THERE WAS A cheetah on the roof of my jeep.

Its golden, spotted coat glistened under the overhead sun. The great cat stood still, an arm's length away-the only thing separating us was the metal roof. I could not see its head. Was it watching me and preparing to leap in at the right moment? What if it jumped in through the open sides? I had stopped breathing. As I waited for the cat to make its next move, cold shivers ran through my body.

Seated inside our 4×4 safari jeep were our driver Evans, guide Gilbert Kipchumba, both local men, and three other tourists.
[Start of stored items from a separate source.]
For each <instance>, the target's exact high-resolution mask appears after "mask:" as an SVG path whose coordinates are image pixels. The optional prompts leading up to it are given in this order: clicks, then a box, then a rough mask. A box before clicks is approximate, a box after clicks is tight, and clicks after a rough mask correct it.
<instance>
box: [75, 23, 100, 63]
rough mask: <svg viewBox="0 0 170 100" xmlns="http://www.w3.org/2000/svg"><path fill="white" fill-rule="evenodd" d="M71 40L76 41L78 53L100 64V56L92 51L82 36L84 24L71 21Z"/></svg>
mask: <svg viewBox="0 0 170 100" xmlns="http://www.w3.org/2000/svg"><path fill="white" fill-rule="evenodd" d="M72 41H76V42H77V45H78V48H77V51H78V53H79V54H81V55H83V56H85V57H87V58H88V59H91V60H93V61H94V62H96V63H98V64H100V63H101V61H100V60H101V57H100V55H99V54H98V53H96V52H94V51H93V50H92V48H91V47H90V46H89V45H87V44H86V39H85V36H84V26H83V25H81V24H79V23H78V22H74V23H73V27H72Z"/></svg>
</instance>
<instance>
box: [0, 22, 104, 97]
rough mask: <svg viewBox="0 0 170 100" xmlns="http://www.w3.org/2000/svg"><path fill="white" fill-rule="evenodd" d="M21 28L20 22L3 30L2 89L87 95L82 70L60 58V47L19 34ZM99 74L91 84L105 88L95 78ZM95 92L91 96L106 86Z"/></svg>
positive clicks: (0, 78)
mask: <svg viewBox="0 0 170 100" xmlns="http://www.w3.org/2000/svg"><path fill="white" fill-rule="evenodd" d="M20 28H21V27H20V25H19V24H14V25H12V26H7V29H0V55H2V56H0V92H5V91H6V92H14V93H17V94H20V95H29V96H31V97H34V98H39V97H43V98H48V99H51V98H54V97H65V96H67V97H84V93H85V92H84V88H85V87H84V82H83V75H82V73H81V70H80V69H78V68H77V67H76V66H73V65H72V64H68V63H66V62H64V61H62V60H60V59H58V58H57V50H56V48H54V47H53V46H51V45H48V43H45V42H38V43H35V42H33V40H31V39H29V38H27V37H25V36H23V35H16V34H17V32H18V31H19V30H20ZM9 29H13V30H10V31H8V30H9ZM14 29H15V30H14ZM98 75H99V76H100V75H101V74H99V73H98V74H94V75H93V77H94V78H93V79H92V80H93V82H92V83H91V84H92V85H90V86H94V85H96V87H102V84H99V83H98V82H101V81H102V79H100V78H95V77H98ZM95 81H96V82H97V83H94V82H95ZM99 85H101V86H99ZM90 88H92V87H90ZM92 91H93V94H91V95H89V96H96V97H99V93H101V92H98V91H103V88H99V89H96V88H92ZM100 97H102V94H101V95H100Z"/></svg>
I was in the viewing area of the jeep, taking pictures. Long stretches of savannah grasslands surrounded us. We were deep in the midst of the Maasai Mara National Reserve.

It was March 2014. Hyderabad, where I live, had started turning warm and my job as a travel writer and blogger had finally yielded a trip to Kenya. Landing in Nairobi, I travelled en route to the market town of Nanyuki the same day. We took a 10-seater caravan plane (we had two women pilots). Flying very close to the ground, it offered a fabulous aerial view of the area, which lay along the Equator. After about 40 minutes, I experienced my first 'bush landing'. We travelled by road to reach the nearby Ol Pejeta conservancy. After a few days of spotting three of the 'Big Five' game animals-African elephant, Cape buffalo and rhinoceros (we missed the lion and leopard)-it was time to head to the wilds of Maasai Mara.

The reserve-stretching across 1,510 sq km, home to over 95 species of mammals and over 570 recorded species of birds-is just an hour away by air from Nanyuki. I spent the first day in a safari jeep and fell asleep in my tent at night, listening to the gurgle of the Mara river. I woke to the sound of cowbells, as the Maasai men herded their cattle along the river to the tune of chirping birds.